Texting, dancing, interacting, expanding the image

2 July 2009

Live blogging from the Teachers’ Academy, Sofia, 1-4 July

There’s nothing like Loyke Lomine’s body language. When I came to his presentation on sms learning I was just out of a workshop on Qiang dance. The Qiang are an ethnical minority in China whose dances, Zhang Ping tells us, bear the character of a mountain people’s body language. The Qiang cultural heritage suffered badly from last year’s earthquake, and Zhang and his wife are very active preserving it. Here, while we see it on video, his wife reproduces Qiang dance on stage. We should get a professional dancer to reproduce Loykie’s presentation too I guess. Still, Loyke believes in texting as a tool for teaching – and sets us to the assignment of thinking what we could with it ourselves. While talking with the persons next to them, the audience reveals itself as a blackberry crowd, taking the opportunity to text a few notes around. If it doesn’t work out, it’s not because the teachers don’t know their way with modern technology.
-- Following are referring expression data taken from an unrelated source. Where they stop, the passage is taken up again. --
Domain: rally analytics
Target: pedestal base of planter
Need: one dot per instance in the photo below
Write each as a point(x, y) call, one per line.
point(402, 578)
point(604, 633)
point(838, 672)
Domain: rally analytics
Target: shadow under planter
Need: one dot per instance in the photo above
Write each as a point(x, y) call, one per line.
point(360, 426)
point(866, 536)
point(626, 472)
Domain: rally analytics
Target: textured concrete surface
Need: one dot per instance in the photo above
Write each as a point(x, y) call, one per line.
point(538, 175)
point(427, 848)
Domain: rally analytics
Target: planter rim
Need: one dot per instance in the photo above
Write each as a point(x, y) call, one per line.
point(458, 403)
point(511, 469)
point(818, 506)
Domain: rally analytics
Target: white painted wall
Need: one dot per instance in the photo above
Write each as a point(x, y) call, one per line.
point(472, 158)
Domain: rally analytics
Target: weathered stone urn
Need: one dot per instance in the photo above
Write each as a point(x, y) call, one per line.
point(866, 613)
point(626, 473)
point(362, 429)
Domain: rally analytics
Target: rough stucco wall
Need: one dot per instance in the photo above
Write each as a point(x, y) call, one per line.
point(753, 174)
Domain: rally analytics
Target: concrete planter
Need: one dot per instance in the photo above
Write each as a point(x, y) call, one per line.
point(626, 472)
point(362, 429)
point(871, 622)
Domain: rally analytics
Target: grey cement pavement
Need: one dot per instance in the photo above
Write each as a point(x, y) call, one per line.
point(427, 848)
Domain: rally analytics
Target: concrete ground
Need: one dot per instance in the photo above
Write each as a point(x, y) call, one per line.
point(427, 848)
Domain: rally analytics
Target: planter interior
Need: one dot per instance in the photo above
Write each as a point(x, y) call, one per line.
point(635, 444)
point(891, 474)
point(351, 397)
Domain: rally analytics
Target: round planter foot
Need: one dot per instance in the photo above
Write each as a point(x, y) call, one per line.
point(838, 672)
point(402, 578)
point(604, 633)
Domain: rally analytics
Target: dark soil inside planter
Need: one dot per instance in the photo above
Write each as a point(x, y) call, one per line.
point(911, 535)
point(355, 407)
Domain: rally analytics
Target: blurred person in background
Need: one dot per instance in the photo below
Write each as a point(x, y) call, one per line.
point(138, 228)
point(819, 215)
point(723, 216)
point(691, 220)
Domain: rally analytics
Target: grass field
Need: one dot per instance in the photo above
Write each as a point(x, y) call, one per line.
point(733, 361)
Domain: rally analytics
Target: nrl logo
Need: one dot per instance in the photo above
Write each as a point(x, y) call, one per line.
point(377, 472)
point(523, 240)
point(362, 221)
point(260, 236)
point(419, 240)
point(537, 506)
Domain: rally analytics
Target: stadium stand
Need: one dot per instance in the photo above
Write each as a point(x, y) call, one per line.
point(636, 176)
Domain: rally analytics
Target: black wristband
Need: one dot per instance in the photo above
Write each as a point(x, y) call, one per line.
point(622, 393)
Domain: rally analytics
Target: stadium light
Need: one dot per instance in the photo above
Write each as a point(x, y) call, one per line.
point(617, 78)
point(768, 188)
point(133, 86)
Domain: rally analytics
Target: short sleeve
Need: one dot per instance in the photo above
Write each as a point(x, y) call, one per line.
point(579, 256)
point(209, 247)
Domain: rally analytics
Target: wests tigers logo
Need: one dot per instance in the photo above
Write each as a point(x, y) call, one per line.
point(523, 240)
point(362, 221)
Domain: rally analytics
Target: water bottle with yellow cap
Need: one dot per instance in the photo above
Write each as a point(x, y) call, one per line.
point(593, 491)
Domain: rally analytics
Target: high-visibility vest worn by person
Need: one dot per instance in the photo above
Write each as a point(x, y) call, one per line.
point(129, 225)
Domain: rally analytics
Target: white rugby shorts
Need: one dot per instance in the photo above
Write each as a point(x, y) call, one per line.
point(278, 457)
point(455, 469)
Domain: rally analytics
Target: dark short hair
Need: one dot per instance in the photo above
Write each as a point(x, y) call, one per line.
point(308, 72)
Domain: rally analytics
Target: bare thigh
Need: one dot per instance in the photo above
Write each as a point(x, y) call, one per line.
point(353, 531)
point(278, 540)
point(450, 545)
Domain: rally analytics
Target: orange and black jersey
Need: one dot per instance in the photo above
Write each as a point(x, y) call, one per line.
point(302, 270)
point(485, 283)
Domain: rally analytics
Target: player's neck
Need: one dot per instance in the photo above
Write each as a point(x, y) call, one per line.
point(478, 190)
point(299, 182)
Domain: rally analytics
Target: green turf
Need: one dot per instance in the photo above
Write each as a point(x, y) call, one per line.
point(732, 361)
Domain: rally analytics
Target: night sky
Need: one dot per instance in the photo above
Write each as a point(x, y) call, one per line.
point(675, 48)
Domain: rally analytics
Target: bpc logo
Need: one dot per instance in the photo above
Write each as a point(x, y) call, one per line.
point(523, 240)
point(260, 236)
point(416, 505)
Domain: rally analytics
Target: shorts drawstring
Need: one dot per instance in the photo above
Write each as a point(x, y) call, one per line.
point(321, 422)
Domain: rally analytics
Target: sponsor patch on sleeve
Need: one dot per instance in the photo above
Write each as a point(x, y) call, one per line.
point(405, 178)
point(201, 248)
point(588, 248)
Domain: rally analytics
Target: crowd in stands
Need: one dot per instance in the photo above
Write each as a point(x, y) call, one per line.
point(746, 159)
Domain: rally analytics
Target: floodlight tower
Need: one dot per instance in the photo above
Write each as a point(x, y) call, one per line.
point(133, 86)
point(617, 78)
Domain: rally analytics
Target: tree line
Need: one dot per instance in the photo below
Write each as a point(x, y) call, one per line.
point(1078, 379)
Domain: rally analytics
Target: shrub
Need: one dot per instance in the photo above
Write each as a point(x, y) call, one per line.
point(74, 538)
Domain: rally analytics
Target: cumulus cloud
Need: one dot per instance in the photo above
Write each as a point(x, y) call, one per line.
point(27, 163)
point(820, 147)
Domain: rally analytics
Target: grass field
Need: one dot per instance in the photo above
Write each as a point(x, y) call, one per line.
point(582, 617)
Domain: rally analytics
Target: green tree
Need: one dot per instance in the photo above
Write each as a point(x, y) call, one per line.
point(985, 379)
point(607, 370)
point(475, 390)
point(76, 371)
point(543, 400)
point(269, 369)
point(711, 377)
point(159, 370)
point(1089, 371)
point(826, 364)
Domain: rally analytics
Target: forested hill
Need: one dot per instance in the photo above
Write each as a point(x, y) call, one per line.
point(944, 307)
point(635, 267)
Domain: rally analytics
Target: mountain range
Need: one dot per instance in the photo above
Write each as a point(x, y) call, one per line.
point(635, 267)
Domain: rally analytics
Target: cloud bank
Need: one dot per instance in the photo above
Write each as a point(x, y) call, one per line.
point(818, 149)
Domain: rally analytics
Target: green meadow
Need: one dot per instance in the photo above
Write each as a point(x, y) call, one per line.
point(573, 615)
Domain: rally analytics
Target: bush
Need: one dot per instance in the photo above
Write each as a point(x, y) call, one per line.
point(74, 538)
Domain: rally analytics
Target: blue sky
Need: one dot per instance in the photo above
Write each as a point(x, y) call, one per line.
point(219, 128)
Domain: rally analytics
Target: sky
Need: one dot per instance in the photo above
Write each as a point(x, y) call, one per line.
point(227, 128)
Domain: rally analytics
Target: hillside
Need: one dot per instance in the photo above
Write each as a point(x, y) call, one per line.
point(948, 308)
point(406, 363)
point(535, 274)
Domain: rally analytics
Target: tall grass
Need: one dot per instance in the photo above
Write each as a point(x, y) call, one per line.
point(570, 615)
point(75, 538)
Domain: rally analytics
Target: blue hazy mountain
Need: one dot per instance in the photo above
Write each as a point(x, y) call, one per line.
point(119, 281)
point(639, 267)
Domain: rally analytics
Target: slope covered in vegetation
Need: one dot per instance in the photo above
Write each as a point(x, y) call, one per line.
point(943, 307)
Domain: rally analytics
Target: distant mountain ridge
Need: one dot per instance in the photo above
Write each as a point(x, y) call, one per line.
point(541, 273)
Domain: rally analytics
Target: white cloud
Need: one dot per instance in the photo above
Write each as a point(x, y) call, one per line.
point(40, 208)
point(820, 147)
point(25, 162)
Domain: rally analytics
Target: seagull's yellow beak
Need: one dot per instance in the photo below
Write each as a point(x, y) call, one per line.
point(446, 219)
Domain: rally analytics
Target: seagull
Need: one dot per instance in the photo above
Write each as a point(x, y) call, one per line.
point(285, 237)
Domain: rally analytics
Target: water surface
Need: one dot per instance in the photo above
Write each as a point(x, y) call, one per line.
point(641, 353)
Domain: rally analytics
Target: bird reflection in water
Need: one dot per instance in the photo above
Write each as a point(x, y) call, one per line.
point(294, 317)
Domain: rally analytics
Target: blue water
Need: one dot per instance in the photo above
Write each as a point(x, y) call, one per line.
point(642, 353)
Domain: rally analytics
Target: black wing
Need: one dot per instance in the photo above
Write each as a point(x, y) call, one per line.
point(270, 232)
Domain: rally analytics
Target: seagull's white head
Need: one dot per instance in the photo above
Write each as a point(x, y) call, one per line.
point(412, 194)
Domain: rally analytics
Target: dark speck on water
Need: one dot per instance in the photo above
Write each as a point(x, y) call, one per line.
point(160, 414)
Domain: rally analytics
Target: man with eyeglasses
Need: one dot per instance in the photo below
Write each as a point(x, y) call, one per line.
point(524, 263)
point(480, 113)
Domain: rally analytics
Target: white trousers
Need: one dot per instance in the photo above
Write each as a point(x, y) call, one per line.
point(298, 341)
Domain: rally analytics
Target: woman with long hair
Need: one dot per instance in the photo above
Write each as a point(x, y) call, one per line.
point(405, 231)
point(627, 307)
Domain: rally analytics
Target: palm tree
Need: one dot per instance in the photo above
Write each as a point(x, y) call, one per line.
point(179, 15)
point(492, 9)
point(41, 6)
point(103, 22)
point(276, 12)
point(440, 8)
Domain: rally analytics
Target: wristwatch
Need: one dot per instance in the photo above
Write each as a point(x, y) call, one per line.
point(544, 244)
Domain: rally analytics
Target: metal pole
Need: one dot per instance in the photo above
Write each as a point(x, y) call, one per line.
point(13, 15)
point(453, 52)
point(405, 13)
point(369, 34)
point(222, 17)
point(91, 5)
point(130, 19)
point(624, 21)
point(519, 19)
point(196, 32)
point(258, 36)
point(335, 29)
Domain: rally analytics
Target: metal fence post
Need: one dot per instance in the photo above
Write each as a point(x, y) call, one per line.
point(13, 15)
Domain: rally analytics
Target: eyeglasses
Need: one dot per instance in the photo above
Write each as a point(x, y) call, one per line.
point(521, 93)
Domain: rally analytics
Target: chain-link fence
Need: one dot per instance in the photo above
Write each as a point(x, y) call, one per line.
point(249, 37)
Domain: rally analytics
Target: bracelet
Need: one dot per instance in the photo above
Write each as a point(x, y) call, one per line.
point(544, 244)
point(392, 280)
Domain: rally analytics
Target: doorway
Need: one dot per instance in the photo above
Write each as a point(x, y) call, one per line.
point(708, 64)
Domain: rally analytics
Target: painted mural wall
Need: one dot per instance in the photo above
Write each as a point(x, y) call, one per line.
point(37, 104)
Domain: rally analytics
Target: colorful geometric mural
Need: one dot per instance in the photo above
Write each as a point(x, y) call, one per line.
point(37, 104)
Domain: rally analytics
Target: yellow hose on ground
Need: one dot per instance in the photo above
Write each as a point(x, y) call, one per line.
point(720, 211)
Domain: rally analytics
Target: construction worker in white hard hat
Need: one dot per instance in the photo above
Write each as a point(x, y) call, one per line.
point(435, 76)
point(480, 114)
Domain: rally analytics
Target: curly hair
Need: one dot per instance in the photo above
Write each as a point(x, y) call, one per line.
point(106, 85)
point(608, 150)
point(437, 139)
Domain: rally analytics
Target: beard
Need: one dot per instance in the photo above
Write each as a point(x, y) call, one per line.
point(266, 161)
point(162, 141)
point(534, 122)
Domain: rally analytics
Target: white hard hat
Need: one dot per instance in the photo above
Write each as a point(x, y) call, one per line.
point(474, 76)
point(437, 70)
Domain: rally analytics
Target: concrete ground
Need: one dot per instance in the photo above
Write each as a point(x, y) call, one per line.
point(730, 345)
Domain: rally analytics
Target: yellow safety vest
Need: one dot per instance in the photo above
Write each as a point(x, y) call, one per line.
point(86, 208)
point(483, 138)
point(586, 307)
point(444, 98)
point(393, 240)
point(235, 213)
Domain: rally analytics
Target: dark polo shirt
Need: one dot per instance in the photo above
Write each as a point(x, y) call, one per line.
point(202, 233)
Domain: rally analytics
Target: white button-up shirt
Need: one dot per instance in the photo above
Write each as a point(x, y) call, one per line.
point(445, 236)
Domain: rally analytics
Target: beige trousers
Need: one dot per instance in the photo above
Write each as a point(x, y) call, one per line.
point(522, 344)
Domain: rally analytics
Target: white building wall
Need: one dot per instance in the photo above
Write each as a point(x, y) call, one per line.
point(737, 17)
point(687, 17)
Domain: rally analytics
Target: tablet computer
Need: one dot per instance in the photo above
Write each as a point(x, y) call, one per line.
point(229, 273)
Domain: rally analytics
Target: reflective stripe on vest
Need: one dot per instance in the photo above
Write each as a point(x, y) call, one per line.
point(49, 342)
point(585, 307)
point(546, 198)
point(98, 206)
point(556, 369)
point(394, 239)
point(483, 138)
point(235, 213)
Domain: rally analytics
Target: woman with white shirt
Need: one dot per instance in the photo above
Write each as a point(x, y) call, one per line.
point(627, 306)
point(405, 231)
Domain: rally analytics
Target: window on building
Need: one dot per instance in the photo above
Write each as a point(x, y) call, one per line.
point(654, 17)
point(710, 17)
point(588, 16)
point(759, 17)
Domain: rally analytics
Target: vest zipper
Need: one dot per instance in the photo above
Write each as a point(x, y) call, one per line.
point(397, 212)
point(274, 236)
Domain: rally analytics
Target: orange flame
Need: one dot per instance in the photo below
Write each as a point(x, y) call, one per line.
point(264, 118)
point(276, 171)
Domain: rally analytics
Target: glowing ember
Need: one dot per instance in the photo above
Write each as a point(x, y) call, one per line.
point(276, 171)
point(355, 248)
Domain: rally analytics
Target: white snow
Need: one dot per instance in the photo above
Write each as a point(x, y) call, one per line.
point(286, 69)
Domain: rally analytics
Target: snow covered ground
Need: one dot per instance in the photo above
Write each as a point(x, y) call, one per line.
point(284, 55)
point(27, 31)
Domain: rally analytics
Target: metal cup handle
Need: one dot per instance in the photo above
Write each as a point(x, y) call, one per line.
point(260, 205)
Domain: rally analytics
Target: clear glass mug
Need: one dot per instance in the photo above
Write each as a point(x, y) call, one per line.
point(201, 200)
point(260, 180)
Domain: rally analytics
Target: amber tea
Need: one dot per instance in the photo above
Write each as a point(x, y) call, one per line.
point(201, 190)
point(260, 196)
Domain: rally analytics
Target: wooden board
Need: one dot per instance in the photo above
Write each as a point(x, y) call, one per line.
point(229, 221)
“I don’t believe in a separation of brain and heart”, says Axel Vogelsang, who’s presenting the course he gave on Expanded Image. It’s just a matter of giving the students the right tools. And if they know their way with plugin devices and interactive software, they can create new means to tell stories with images: not with classical static or moving images, but with environments that interact. Cellars where you can shine a light, attics where the furniture becomes alive. And even with low-tech means, you can create art that quite literally assaults the viewer. Das Schöne ist nur des Schrecklichen Anfang?

Kevin James Henry claims that designers could learn from developments in visual culture. There’s no reason to deplore that images are now overflooding us from community sites and mobile phones – it should teach us, rather, to think of the image as a way of interacting. And likewise, designers should get rid of the idea of a ‘god-designer’ and find a more open and interactive attitude to their environment. Images may be going the way of chatter – like most verbal communication, just checking whether we’re still talking to each other – but it also leads us to perceive beauty in the commonplace, and to find new ways of sharing it. And this, Henry tells us, you could compare to storytelling in that it explores alternative scenarios, new languages of form.

We’ve been presenting …I see you: The Language of the Arts and Intercultural Dialogue. This is the name of a film we made in 2007 with students from film and art schools around Europe, exploring the dialogue between cultures in a compilation of art film, documentary, animation, and even music video and mock commercial. Last year we’ve been making a book to document the project. I shouldn’t tell to much about it here – you can read it all at http://www.eliaartschools.org/activities/film, and see a 20-minute version at  http://www.jotta.com/jotta/view/content?contentId=807842 – but we were very pleased to hear Dick Ross comment that “I’ve seen at least ten of such collective projects, and you’ve done something incredible in that you’ve actually brought it to a close.”

And then, there was the artesnet plenary. This can be very dry and bureaucratic if you talk about it as ‘a thematic network for Higher Arts Education that concerns itself with creative partnerships, quality assurance and enhancement, and new educational strategies and programmes’. It’s less dry and bureaucratic if you hear four people talk about the Springdance festival from four different perspectives, relating how working with design students changed the festival and their education. Quality assurance, John Butler says, is bureaucratic only if it’s imposed from above and outside; but taking care of good education is not. And exploring the future of Higher Arts Education may be an impossible task, but the thing is to find the good examples.

The rain has stopped. Most missing luggage has been retrieved. And we’re halfway artesnet. I’m just sorry I don’t have any pictures yet.